Whizzy this up and you have your paste. This you can make in advance – it will keep quite happily in the fridge in a sealed container for a day or two.

When you’re ready to eat, heat a wok with a small amount of oil (peanut oil or other neutrally flavoured oil) and, when hot, add the curry paste and stir fry for a couple of minutes. You want the pan hot so that it sizzles, and you’ll need to stir to stop it from sticking.

Add a tin of coconut milk, mix well and bring to a simmer.
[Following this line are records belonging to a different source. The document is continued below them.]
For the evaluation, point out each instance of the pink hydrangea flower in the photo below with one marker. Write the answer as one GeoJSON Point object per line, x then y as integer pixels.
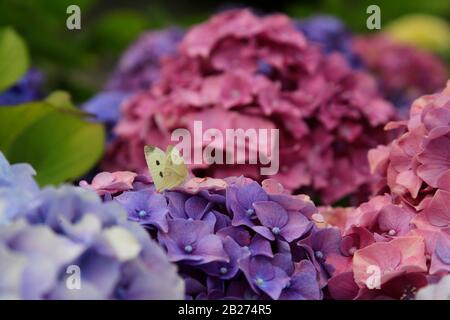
{"type": "Point", "coordinates": [405, 232]}
{"type": "Point", "coordinates": [239, 70]}
{"type": "Point", "coordinates": [107, 182]}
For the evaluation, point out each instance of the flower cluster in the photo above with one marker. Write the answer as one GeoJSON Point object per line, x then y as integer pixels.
{"type": "Point", "coordinates": [27, 89]}
{"type": "Point", "coordinates": [66, 243]}
{"type": "Point", "coordinates": [332, 34]}
{"type": "Point", "coordinates": [402, 238]}
{"type": "Point", "coordinates": [405, 72]}
{"type": "Point", "coordinates": [231, 238]}
{"type": "Point", "coordinates": [238, 70]}
{"type": "Point", "coordinates": [138, 69]}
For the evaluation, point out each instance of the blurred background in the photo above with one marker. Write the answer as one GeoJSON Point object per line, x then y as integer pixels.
{"type": "Point", "coordinates": [80, 61]}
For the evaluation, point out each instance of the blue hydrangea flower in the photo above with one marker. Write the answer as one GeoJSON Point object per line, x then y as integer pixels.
{"type": "Point", "coordinates": [17, 189]}
{"type": "Point", "coordinates": [331, 34]}
{"type": "Point", "coordinates": [69, 229]}
{"type": "Point", "coordinates": [222, 251]}
{"type": "Point", "coordinates": [105, 106]}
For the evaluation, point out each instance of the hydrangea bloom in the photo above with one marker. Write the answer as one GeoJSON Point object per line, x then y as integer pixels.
{"type": "Point", "coordinates": [138, 69]}
{"type": "Point", "coordinates": [404, 233]}
{"type": "Point", "coordinates": [436, 291]}
{"type": "Point", "coordinates": [17, 189]}
{"type": "Point", "coordinates": [332, 34]}
{"type": "Point", "coordinates": [27, 89]}
{"type": "Point", "coordinates": [238, 70]}
{"type": "Point", "coordinates": [234, 238]}
{"type": "Point", "coordinates": [405, 72]}
{"type": "Point", "coordinates": [68, 229]}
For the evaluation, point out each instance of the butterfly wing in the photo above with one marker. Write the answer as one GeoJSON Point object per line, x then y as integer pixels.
{"type": "Point", "coordinates": [156, 162]}
{"type": "Point", "coordinates": [175, 171]}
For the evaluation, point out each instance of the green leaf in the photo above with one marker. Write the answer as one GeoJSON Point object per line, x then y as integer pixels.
{"type": "Point", "coordinates": [13, 58]}
{"type": "Point", "coordinates": [58, 142]}
{"type": "Point", "coordinates": [60, 99]}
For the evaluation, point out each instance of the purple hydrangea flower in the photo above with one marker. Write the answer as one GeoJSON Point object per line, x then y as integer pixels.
{"type": "Point", "coordinates": [139, 67]}
{"type": "Point", "coordinates": [263, 275]}
{"type": "Point", "coordinates": [222, 251]}
{"type": "Point", "coordinates": [331, 34]}
{"type": "Point", "coordinates": [105, 106]}
{"type": "Point", "coordinates": [27, 89]}
{"type": "Point", "coordinates": [68, 229]}
{"type": "Point", "coordinates": [145, 207]}
{"type": "Point", "coordinates": [278, 222]}
{"type": "Point", "coordinates": [240, 200]}
{"type": "Point", "coordinates": [193, 241]}
{"type": "Point", "coordinates": [17, 189]}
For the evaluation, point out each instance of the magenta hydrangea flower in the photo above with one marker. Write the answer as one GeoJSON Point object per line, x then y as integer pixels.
{"type": "Point", "coordinates": [220, 257]}
{"type": "Point", "coordinates": [328, 114]}
{"type": "Point", "coordinates": [402, 235]}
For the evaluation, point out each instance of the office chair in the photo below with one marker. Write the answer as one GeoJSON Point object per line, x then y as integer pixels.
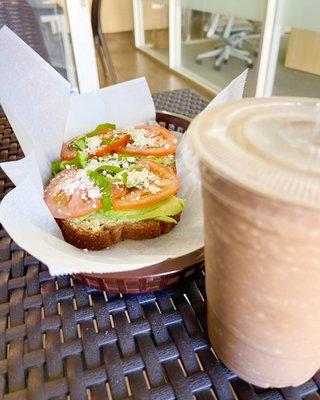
{"type": "Point", "coordinates": [233, 36]}
{"type": "Point", "coordinates": [100, 41]}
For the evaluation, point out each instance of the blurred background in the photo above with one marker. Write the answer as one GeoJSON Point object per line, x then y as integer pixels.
{"type": "Point", "coordinates": [199, 44]}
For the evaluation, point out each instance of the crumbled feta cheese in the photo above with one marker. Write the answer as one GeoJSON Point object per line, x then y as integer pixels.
{"type": "Point", "coordinates": [82, 182]}
{"type": "Point", "coordinates": [93, 143]}
{"type": "Point", "coordinates": [143, 179]}
{"type": "Point", "coordinates": [142, 138]}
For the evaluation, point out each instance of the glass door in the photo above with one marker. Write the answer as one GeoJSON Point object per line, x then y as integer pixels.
{"type": "Point", "coordinates": [152, 27]}
{"type": "Point", "coordinates": [220, 39]}
{"type": "Point", "coordinates": [67, 33]}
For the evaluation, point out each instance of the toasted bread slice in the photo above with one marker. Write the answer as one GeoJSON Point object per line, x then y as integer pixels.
{"type": "Point", "coordinates": [108, 234]}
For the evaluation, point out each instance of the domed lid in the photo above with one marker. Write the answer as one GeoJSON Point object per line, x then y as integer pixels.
{"type": "Point", "coordinates": [268, 145]}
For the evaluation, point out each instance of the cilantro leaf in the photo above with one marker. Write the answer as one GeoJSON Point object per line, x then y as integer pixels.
{"type": "Point", "coordinates": [80, 161]}
{"type": "Point", "coordinates": [113, 169]}
{"type": "Point", "coordinates": [101, 129]}
{"type": "Point", "coordinates": [104, 186]}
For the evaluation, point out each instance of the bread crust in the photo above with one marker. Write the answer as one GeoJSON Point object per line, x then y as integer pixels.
{"type": "Point", "coordinates": [109, 235]}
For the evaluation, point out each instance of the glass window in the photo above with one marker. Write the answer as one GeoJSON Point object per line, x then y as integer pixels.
{"type": "Point", "coordinates": [298, 65]}
{"type": "Point", "coordinates": [53, 20]}
{"type": "Point", "coordinates": [219, 39]}
{"type": "Point", "coordinates": [156, 28]}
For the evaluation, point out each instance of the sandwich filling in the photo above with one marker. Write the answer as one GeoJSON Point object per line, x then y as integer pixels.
{"type": "Point", "coordinates": [114, 175]}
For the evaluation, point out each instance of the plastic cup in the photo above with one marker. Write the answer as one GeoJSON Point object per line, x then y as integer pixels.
{"type": "Point", "coordinates": [260, 172]}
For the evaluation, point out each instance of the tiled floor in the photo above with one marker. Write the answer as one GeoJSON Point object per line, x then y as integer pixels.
{"type": "Point", "coordinates": [131, 63]}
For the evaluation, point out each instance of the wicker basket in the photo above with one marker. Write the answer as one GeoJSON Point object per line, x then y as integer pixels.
{"type": "Point", "coordinates": [155, 277]}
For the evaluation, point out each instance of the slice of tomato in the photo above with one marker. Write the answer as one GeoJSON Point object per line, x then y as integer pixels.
{"type": "Point", "coordinates": [68, 152]}
{"type": "Point", "coordinates": [164, 142]}
{"type": "Point", "coordinates": [65, 203]}
{"type": "Point", "coordinates": [127, 199]}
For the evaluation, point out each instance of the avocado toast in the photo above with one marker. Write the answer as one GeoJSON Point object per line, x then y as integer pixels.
{"type": "Point", "coordinates": [115, 184]}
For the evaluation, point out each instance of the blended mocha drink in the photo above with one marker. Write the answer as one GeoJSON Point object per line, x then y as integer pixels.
{"type": "Point", "coordinates": [260, 169]}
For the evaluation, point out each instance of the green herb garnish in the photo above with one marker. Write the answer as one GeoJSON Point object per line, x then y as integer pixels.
{"type": "Point", "coordinates": [104, 185]}
{"type": "Point", "coordinates": [80, 161]}
{"type": "Point", "coordinates": [112, 169]}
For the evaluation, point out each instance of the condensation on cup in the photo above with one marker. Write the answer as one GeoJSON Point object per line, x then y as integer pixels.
{"type": "Point", "coordinates": [260, 172]}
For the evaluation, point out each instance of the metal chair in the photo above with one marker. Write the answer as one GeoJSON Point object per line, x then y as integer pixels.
{"type": "Point", "coordinates": [100, 41]}
{"type": "Point", "coordinates": [233, 36]}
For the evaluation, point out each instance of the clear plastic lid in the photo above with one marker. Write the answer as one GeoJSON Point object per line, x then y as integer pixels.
{"type": "Point", "coordinates": [268, 145]}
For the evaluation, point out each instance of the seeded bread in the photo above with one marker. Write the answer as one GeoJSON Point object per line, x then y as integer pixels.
{"type": "Point", "coordinates": [108, 234]}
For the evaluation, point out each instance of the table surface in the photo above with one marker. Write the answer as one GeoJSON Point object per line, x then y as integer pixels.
{"type": "Point", "coordinates": [61, 340]}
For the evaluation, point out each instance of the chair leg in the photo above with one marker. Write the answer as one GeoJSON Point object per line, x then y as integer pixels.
{"type": "Point", "coordinates": [223, 56]}
{"type": "Point", "coordinates": [241, 55]}
{"type": "Point", "coordinates": [208, 54]}
{"type": "Point", "coordinates": [106, 58]}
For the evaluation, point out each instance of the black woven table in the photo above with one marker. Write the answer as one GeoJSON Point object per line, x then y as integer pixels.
{"type": "Point", "coordinates": [60, 340]}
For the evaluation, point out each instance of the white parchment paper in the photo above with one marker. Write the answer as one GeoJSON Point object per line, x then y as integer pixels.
{"type": "Point", "coordinates": [43, 114]}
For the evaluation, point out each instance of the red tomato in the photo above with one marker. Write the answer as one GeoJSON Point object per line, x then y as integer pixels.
{"type": "Point", "coordinates": [68, 152]}
{"type": "Point", "coordinates": [68, 195]}
{"type": "Point", "coordinates": [161, 142]}
{"type": "Point", "coordinates": [124, 198]}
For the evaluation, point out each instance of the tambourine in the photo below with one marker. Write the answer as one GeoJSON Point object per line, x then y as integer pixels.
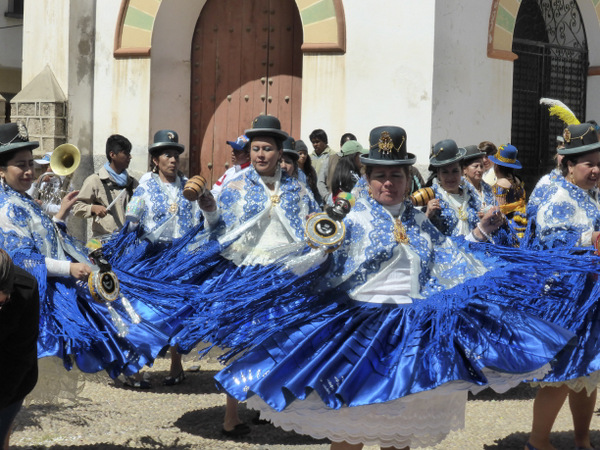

Next – add your fish. The original recipe used cod, I used barramundi (my barra had the skin on – and normally I would advocate this – but for this recipe, prefer skin off). You want a firm white fish that won’t collapse. You could also use prawns or even chicken thighs (although then it would be a Thai chicken curry …). If using fish, choose Australian and sustainably fished.

Simmer the curry until the fish is cooked.

The original recipe at this point starts adding things like mango or pineapple to the curry but that’s not how I roll, at all. I added a single serve of hokkien noodles to the pot and simmered away until the noodles were separated and hot. So now I had some kind of cross between curry and laksa.

Finally, taste the sauce and add fish sauce or lime juice as required.

Finish with a garnish of coriander and serve immediately.

While this was not the most complex (or, probably, authentic!) Thai curry I’ve ever eaten it certainly ticked all the mid-week meal boxes. Prep in advance, quick to assemble when you’re ready to eat, and tasty to boot. Definitely one we’ll return to.

* As an aside, lemongrass freezes. If you buy a packet from the supermarket, freeze the leftover stems in a snaplock bag. They defrost quickly. Freezing does make them a little tough so be sure to remove the outer layers before using.